Ederson, de 11 años, ya había sido separado de su madre en 2018, cuando tenía apenas 3 años, como parte de una política de separación familiar del gobierno de Donald Trump. Aunque lograron reunirse tras meses de sufrimiento, la historia se repitió en junio del año pasado, cuando una intervención legal no pudo evitar su separación nuevamente.
Pese a un acuerdo histórico que debía proteger a las familias migrantes, la investigación de The Associated Press confirmó que el gobierno ha vuelto a separar a varios niños de sus padres, generando angustia y la reactivación de traumas pasados.

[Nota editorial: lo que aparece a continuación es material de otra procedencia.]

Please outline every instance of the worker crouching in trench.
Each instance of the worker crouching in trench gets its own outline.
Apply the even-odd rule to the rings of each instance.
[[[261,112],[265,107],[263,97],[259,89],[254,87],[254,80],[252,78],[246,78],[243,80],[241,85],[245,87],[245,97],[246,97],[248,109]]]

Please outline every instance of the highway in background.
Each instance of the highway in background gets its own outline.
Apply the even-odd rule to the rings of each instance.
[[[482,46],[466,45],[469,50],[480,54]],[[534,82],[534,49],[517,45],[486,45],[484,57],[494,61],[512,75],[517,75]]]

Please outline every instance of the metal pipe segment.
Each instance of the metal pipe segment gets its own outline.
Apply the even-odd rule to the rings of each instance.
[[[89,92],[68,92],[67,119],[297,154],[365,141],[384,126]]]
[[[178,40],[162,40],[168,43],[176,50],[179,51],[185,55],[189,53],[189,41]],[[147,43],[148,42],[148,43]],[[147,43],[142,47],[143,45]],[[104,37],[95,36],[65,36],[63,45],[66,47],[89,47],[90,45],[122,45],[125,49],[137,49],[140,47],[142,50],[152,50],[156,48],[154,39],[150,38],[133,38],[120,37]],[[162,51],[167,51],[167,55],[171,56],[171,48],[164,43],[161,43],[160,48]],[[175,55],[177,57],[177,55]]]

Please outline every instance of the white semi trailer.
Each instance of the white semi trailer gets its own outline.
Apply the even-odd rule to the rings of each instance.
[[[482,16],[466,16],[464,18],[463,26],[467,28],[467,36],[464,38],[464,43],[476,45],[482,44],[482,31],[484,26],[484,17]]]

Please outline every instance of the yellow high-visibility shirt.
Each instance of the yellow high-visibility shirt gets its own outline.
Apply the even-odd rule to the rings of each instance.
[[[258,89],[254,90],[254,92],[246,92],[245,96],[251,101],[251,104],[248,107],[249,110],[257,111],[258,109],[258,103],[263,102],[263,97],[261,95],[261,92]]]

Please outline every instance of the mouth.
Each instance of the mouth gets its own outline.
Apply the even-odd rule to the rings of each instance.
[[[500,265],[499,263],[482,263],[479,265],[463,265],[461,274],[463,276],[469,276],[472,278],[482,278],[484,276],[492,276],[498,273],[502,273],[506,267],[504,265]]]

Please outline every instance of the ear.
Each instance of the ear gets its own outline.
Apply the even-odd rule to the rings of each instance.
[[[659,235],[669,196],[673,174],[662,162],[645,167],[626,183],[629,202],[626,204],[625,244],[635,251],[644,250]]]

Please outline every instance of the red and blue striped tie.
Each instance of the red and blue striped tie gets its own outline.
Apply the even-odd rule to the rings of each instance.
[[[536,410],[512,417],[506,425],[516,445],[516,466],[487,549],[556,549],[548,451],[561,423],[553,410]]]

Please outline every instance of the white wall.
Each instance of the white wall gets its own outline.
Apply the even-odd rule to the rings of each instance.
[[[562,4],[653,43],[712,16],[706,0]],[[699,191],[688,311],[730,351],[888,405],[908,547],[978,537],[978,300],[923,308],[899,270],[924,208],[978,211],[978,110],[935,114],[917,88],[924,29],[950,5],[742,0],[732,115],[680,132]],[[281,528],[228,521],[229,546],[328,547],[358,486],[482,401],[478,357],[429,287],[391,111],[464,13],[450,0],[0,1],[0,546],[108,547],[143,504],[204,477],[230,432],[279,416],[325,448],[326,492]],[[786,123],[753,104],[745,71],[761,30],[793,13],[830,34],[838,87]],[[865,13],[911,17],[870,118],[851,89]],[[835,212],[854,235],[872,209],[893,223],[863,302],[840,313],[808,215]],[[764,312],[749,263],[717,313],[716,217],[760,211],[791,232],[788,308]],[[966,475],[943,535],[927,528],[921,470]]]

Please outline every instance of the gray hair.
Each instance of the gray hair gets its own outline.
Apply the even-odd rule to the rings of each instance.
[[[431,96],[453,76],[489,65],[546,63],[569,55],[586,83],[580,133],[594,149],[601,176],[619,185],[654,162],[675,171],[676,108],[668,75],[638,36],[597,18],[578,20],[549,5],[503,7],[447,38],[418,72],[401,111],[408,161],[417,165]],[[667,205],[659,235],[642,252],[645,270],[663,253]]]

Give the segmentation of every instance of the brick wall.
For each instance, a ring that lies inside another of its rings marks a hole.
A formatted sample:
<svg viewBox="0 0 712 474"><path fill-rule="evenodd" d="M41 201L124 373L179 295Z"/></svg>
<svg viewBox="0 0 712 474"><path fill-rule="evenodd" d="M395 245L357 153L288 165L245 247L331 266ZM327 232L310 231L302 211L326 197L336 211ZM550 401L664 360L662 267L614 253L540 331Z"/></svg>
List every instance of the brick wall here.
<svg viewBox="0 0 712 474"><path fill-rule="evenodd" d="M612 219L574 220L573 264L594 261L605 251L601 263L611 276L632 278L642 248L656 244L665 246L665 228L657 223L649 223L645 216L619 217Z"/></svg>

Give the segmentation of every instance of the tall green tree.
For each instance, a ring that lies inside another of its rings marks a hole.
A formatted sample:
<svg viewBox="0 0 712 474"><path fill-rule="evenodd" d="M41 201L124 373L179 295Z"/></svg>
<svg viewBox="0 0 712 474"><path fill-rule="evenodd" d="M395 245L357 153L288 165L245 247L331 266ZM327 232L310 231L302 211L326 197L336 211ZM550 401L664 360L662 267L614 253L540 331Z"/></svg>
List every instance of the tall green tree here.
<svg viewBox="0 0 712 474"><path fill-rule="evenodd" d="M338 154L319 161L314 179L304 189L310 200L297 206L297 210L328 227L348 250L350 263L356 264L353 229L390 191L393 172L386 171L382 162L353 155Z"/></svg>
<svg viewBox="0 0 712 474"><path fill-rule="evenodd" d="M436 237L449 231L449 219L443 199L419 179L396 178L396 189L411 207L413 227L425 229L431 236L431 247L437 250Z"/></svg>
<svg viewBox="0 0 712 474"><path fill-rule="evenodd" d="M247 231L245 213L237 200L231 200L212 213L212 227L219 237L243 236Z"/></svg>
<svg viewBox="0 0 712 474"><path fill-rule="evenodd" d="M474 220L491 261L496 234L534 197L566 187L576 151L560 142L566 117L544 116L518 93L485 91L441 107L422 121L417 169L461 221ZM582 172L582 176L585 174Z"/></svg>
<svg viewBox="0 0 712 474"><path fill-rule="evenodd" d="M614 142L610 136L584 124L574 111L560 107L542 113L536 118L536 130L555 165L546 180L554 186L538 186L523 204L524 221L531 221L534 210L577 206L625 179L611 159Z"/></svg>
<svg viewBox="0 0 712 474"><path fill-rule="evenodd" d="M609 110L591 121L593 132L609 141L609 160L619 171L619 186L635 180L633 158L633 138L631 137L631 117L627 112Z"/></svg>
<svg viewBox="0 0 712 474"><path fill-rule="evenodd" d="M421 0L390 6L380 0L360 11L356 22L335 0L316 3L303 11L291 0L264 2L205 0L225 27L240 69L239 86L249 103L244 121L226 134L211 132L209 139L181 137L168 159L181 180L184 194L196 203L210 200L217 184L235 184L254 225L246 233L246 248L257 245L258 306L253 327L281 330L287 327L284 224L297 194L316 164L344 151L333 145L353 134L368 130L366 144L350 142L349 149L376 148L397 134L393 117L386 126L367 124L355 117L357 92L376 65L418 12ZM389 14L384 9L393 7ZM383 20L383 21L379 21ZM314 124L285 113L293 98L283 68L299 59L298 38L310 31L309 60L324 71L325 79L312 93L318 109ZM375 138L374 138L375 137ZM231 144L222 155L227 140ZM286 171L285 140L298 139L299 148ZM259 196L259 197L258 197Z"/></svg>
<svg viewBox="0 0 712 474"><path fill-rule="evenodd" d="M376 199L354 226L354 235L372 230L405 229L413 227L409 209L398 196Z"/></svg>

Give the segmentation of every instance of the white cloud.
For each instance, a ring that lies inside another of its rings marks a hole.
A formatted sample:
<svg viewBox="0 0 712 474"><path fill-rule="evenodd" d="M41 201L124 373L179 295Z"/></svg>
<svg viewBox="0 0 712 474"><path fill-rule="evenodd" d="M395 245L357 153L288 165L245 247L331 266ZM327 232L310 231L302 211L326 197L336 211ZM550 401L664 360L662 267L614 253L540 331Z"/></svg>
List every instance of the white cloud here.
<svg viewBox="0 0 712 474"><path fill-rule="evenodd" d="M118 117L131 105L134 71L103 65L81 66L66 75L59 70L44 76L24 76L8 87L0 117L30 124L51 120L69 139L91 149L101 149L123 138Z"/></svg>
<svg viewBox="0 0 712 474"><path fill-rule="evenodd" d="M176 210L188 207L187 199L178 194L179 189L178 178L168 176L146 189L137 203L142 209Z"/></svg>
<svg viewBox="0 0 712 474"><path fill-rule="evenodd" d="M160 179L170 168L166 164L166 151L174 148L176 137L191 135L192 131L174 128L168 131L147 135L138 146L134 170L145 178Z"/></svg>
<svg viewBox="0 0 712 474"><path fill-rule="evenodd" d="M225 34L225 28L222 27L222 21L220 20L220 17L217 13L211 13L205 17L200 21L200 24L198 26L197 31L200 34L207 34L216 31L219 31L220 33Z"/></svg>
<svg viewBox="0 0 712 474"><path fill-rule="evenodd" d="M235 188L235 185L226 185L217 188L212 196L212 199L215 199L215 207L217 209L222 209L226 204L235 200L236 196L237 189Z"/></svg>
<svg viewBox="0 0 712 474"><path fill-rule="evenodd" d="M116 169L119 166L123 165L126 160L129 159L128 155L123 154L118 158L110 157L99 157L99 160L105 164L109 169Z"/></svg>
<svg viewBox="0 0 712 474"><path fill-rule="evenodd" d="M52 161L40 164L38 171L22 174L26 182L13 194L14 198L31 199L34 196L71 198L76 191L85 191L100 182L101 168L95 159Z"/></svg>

Algunos padres han pasado meses en centros de detención, mientras que otros han sido deportados tras separarse de sus hijos.
La situación ha cambiado respecto a lo ocurrido en 2018; las separaciones recientes han sido más discretas, pero igualmente impactantes. Los arrestos y deportaciones han afectado a decenas de miles de familias en EE. UU., donde se les obliga a decidir entre dejar a sus hijos solos o enfrentar su deportación. Funcionarios del Departamento de Seguridad Nacional han defendido la legalidad de estas acciones, desafiando las críticas.
Aunque la familia de Ederson pudo regresar a EE. UU. gracias a un fallo judicial, su futuro sigue siendo incierto. La angustia de separación prolongada ha dejado cicatrices emocionales que afectan a muchos niños, quienes ahora enfrentan el mismo miedo que antes.